En contra: El personaje de Cleo, y la interpretación que de él hace Yalitza Aparicio. Si bien me gusta que la historia gire en torno a esa presencia, y pienso incluso que en esa decisión estriba la originalidad mayor que puede tener la película, también creo que se obliga por ello a los espectadores a prestarle mucha de la atención que podría destinarse a otros sentidos que acaban quedando difuminados, como el que habría podido adquirir el peso de la historia (sí, el engarce entre la ruindad de Fermín y la atrocidad del Halconazo está bien logrado, pero el cerro pintado con las iniciales de Echeverría —y los carteles del PRI en los muros, o el póster de México 70 en el cuarto de los morros— acaba siendo nomás decorado, que los enterados habremos de desentrañar, quizás, pero que no importa gran cosa ante el drama de Cleo). La escena del parto es cruda y lo amerita, y, en general, el destino de Cleo está bien trazado y bien entreverado en la trama. Pero me temo que se trata de un personaje demasiado elemental como para que nuestra inteligencia de él pueda sacarle más de lo que ofrecen sus hechos, sus palabras, su historia. Hoy, por una bendita casualidad, di en la tele con la película Días de otoño (1963), de Roberto Gavaldón, protagonizada por Pina Pellicer. ¡Qué cosa formidable! El personaje central no se agota con ser conmovedor, sino que además es intrigante. Fascinante. Ya sé que la historia de Cleo tiene mucho de su peso en el hecho de que pertenece al conjunto de los millones de historias similares que, de tan comunes, terminan por ser invisibles, en tal grado que cuando se arroja luz sobre ellas pueden sorprender grandemente. De acuerdo. Pero, por alguna razón, he estado pensando en la memoria que guardo de Las noches de Cabiria, quizás porque Fellini no sólo construyó de modo tan amoroso a ese personaje, sino porque supo además qué hacer para que ese amor tuviera un significado profundo en términos de la narrativa que habitó. Y se me ocurre que Cuarón amaba tanto al personaje de Cleo que no supo bien qué hacer con tanto amor —quiero decir: no supo más que contemplarlo, en la certidumbre de que los espectadores haríamos otro tanto nomás por presenciar lo que le pasaba. Y, en cuanto a la interpretación de Aparicio, no dejo de reconocerle su logro —sobre todo en la escena del parto—, pero al tener que medir su actuación con la de De Tavira, ni modo, tuve que comparar.

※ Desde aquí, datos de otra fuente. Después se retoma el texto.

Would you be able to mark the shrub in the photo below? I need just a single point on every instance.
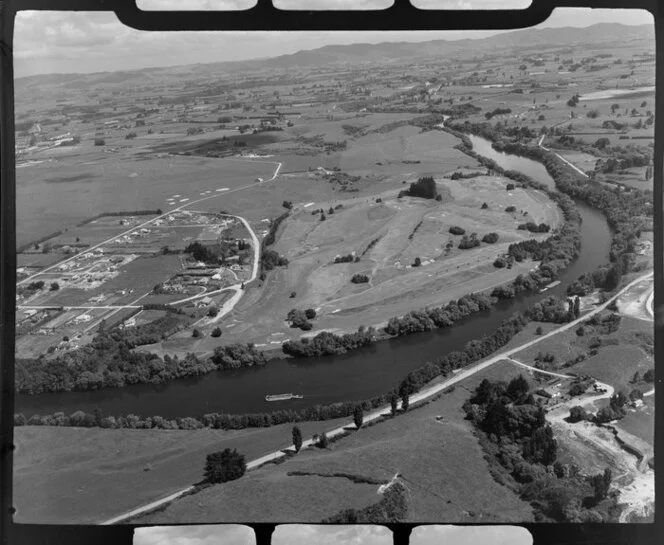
(359, 278)
(358, 416)
(223, 466)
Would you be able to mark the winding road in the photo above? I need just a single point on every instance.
(227, 306)
(415, 398)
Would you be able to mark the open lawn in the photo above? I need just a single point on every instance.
(403, 230)
(90, 182)
(78, 475)
(440, 462)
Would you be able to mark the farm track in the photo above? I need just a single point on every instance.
(416, 398)
(228, 305)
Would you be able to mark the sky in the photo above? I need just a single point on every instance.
(470, 535)
(222, 534)
(64, 42)
(305, 534)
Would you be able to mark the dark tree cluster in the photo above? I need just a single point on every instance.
(534, 228)
(436, 317)
(467, 243)
(235, 356)
(201, 253)
(349, 258)
(109, 361)
(424, 188)
(271, 259)
(326, 343)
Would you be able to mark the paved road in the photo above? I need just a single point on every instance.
(415, 398)
(137, 227)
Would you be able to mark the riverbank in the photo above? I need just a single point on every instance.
(367, 372)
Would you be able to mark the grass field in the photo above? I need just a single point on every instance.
(406, 228)
(103, 182)
(78, 475)
(440, 462)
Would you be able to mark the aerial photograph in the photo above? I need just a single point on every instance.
(334, 277)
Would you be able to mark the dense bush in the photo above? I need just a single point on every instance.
(234, 356)
(424, 188)
(326, 343)
(359, 278)
(223, 466)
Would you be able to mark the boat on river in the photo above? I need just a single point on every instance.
(549, 286)
(282, 397)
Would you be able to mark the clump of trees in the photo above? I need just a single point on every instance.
(349, 258)
(271, 259)
(237, 355)
(326, 343)
(534, 228)
(300, 318)
(201, 253)
(425, 188)
(224, 465)
(359, 278)
(522, 453)
(467, 243)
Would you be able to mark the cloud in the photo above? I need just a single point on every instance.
(226, 534)
(304, 534)
(65, 42)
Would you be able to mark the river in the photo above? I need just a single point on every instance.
(361, 374)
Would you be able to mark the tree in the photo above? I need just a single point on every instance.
(577, 414)
(405, 401)
(223, 466)
(358, 416)
(601, 484)
(394, 404)
(297, 438)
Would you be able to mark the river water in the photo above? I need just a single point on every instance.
(361, 374)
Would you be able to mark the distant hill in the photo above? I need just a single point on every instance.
(382, 52)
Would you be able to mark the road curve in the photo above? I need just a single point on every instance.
(415, 398)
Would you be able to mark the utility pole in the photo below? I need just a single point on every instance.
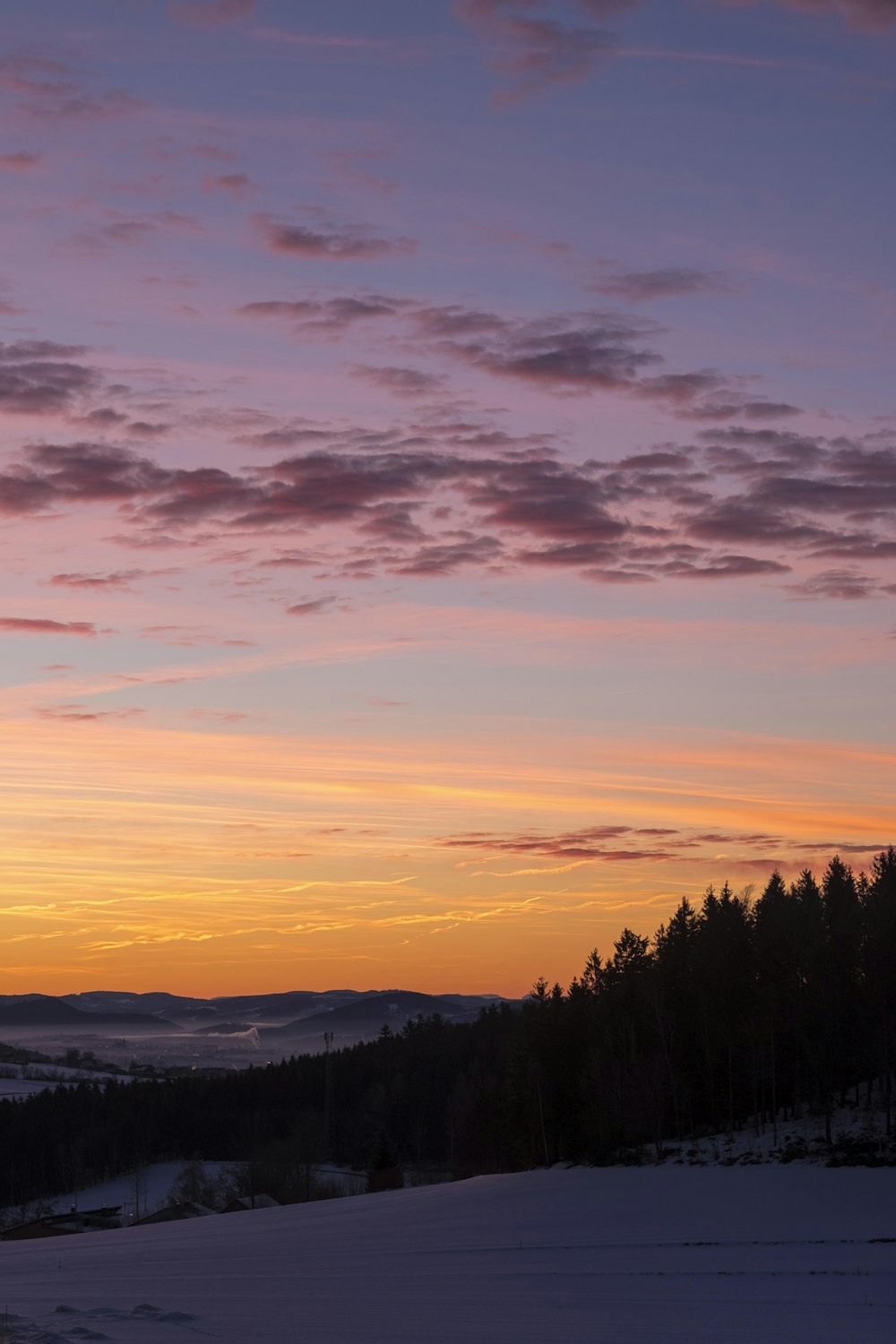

A favor: Creo que ya nada.
En contra: No sé por qué se llama Roma. ¿Alguien sabe? Porque el hecho de que la casa de la familia esté en esa colonia no me parece suficiente justificación. (Bien señala mi amigo Victor Panameño que le pusieron así porque es eterna).
En contra: El perro. No sé qué le ven.
En contra: Todas las razones que las legiones de entusiastas aducen para juzgarla como obra maestra. Acaso sea la obra maestra de Cuarón —aunque yo, qué quieren, sé que voy a seguir conservando un recuerdo mejor de Sólo con tu pareja. Pero para que dispute ese lugar en el cine mexicano con otras obras —maestras o no— de cineastas como Luis Buñuel, Ismael Rodríguez o Arturo Ripstein, por nombrar nomás a tres que sostengo que en su momento debieron recibir mucha más atención que la que ahora se le ha procurado a esta película de Cuarón, lo veo muy cabrón. Y lo pongo de este modo, ya para acabar y para dejar aquí los límites de mi juicio, que en realidad importa tan poco y que no espero que a nadie le enturbie ni tantito la maravilla o el estremecimiento experimentados con Roma—razón por la cual tampoco tengo previsto enzarzarme en ninguna polémica al respecto, más bien planeo seguir adelante con mi vida—: para mí, en el cine mexicano, el diez absoluto lo tiene Tiburoneros, de Luis Alcoriza (¡también de 1963, vaya, como la de Gavaldón!). Y a ésta le doy, ¿qué les gusta? ¿Un siete punto ocho? Más o menos por ahí.